It was one of the very first "NLEs" out there and consisted of a whole bunch (16?) of VHS decks that were controlled by some kind of computer.
As I recall, American Cinematographer did a story on it and interviewed Francis Ford Coppola who was one of the system's early adopters.
There was a box called the Montage Video Processor which used betamax decks for editing. (you could configure it for different amounts of decks, I think it was 12 or 16 that it could randomly access) Is this what you are thinking of?
I know Video Machine could do that. I don't remember if it had a max amount or not, but I had four decks hooked up to mine. Good system - used mine for almost 10 years.
It may very well have been the Montage as the Previsualization Made Easy article from TV Technology (February 24, 1999) indicates.

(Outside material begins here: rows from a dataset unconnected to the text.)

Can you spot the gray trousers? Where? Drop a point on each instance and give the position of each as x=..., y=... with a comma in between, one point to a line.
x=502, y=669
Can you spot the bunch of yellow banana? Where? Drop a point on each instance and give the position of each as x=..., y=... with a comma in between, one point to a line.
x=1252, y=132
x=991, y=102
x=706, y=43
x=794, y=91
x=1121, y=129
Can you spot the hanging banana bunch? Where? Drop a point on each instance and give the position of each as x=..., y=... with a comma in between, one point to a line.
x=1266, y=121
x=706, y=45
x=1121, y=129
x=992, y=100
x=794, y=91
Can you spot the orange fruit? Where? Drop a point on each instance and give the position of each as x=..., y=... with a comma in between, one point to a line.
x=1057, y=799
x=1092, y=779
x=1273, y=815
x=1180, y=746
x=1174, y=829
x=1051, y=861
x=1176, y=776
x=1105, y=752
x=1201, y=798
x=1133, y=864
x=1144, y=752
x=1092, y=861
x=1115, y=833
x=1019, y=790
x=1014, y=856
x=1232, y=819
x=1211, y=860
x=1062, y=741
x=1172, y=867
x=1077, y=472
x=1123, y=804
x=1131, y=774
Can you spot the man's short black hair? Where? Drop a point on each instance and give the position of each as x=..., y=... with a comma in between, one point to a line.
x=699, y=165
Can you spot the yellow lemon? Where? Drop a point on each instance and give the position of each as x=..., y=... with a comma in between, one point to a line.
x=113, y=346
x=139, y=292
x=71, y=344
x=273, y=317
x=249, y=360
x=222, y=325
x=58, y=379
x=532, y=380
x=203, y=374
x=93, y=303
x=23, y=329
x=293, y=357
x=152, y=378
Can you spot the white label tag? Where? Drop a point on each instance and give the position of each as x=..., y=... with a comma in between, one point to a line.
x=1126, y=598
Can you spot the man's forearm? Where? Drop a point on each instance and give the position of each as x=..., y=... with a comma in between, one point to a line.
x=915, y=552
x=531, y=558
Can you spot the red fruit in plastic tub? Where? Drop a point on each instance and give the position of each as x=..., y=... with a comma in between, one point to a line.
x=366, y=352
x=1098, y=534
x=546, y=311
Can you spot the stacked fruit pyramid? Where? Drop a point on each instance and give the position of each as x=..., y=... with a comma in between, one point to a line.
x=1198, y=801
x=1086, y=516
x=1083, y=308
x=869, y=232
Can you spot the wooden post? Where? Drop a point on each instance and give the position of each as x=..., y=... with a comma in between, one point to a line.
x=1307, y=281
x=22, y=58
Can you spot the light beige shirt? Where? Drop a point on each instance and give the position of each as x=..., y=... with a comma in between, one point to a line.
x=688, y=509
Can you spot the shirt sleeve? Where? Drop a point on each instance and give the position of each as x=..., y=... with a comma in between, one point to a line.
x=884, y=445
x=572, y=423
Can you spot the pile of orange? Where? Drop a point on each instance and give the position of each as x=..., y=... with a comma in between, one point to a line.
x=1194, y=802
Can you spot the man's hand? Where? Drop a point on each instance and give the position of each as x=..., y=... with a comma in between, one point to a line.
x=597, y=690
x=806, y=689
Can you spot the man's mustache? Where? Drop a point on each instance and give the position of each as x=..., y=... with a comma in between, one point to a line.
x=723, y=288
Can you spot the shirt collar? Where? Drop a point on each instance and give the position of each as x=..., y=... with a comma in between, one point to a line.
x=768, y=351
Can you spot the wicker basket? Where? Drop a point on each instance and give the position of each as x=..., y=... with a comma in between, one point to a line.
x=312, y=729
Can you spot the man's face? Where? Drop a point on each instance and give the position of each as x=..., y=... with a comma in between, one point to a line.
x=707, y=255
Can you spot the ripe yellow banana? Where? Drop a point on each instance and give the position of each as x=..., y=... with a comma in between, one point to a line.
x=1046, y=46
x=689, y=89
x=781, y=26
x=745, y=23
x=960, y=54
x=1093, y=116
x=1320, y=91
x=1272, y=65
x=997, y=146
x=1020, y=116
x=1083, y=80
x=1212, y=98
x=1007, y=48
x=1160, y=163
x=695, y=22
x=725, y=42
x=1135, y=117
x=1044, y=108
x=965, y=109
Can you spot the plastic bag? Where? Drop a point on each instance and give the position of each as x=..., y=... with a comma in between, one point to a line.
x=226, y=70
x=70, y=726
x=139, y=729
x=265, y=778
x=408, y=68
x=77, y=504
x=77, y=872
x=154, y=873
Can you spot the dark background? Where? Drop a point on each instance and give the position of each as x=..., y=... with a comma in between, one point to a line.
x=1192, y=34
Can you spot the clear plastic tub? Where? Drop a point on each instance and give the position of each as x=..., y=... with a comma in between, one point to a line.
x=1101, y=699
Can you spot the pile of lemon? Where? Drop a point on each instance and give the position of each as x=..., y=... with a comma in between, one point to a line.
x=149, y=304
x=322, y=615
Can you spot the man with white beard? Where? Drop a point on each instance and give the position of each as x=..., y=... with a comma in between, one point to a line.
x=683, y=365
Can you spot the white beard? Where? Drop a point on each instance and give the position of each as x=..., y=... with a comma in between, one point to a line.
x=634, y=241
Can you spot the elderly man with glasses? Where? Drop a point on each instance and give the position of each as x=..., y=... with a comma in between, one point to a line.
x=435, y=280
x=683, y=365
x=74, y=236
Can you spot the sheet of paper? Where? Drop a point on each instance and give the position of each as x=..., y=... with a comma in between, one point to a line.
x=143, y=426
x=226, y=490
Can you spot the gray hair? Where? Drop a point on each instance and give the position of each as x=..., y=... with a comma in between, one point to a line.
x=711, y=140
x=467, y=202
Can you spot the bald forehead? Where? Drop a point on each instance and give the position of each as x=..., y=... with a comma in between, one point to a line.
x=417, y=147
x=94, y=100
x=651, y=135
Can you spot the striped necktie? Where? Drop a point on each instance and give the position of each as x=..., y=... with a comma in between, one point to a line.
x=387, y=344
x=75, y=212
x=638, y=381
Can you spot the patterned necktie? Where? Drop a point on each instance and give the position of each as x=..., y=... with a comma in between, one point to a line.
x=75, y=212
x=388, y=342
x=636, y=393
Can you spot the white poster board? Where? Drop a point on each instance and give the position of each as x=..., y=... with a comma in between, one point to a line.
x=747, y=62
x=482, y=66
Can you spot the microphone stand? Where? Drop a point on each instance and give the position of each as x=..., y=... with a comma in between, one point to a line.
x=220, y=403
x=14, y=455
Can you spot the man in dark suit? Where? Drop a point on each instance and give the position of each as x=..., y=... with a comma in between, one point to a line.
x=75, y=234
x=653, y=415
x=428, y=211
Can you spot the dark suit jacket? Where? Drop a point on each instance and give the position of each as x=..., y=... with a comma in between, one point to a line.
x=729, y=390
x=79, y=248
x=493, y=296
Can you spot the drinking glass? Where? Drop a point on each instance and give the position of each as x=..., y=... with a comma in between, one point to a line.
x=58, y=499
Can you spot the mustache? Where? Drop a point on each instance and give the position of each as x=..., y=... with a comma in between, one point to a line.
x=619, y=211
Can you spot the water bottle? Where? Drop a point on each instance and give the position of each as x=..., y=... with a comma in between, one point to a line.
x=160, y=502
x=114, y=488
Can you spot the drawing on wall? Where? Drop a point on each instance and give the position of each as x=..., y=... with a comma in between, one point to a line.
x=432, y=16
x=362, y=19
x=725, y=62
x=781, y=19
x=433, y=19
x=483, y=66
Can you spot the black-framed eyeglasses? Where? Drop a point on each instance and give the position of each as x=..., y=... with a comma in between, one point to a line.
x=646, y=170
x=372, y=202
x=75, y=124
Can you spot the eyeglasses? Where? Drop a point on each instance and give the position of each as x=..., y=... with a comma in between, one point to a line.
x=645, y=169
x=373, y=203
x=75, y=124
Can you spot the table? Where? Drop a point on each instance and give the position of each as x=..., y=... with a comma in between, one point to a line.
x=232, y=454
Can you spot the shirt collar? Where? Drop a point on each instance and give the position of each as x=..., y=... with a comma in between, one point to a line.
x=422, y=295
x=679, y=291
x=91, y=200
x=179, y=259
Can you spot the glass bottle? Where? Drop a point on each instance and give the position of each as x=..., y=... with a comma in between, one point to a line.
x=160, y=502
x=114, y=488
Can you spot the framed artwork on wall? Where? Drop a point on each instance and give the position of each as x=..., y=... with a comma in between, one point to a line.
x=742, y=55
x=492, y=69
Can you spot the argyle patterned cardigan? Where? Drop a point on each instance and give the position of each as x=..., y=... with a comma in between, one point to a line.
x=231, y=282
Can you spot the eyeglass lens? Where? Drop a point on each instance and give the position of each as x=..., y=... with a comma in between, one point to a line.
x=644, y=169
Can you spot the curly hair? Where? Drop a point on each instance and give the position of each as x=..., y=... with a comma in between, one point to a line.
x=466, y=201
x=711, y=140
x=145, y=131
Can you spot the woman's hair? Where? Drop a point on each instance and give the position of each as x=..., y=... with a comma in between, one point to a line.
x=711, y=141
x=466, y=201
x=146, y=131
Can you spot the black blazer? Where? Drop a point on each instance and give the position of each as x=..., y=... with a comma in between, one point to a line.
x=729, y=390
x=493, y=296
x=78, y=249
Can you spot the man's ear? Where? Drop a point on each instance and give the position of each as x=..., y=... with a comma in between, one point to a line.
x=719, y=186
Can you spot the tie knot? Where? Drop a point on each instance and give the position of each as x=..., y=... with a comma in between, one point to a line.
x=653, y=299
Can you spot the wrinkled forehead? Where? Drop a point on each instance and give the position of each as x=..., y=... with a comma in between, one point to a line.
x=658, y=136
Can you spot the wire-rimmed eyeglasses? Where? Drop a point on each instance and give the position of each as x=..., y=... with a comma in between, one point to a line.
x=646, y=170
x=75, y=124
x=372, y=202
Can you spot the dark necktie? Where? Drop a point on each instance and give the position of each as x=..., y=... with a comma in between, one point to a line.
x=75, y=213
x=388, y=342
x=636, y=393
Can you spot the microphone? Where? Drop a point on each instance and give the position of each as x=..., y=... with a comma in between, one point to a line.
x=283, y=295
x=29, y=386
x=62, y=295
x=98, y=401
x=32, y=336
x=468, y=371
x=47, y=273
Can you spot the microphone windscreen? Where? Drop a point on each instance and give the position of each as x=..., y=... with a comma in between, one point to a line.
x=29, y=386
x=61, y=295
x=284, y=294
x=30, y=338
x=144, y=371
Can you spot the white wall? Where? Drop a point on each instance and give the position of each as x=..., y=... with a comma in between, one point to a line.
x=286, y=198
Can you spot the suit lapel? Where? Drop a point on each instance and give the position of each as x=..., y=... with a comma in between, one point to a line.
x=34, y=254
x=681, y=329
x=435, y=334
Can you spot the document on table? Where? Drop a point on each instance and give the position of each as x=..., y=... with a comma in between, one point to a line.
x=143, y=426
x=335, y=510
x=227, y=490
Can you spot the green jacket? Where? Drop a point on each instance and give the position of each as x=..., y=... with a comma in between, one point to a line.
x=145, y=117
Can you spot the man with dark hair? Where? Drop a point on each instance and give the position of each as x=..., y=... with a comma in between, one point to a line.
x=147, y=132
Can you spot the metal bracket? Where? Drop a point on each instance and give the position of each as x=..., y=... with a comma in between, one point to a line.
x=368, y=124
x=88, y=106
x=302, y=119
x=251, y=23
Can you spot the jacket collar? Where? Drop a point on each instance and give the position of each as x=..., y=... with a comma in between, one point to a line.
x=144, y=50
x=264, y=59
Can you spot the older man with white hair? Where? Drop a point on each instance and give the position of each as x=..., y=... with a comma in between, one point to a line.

The company went on to become EMC2, another name that I vaguely remember from the old days.
i was working for canon films (the grim brothers), and till it arrived, was rough cutting on two umatics with rm 440 and tc. (on ch 1) (prior to going online with umatic sp and / or 1").
the emc was clunky and prone to doing strange things - i lasted a week on it before going back to my equally clunky, but much more reliable umatics...\
Were you an ACR or TCR kind of guy in the 80's? "Test Mode" bring back any nightmares for you? We used to have competitions to see how fast we could clear test modes on the ACR. I think the record was about 30 seconds!
Erik
Former user
wrote on 3/5/2010, 5:08 AM
You are right Chienworks in a way, they actually called it random access editing. But it was NLE in the sense you did not have to edit from beginning to end. The tape machines were like a bunch of harddrives with the same video on each tape. You could edit like a word processor (thus the name "video processor" by starting at any point in the program and then adding to the head or tail without having to go down a generation or start over. Of course, it was strictly offline editing so generations weren't a concern.
I just recently threw out a betamax machine from our Montage. That thing weighed a ton.
Erik - I think I've blocked most of it out, just remember the air compressor going out a lot! At the network affiliate I worked at we always rolled a backup MII deck in case the cart machine died mid break. I let the engineers handle everything else!
One thing I do remember is when Dan Rather refused to come out and do the network news that one night, I think I had EVERYONE from management standing over my shoulder trying to figure out what I had screwed up!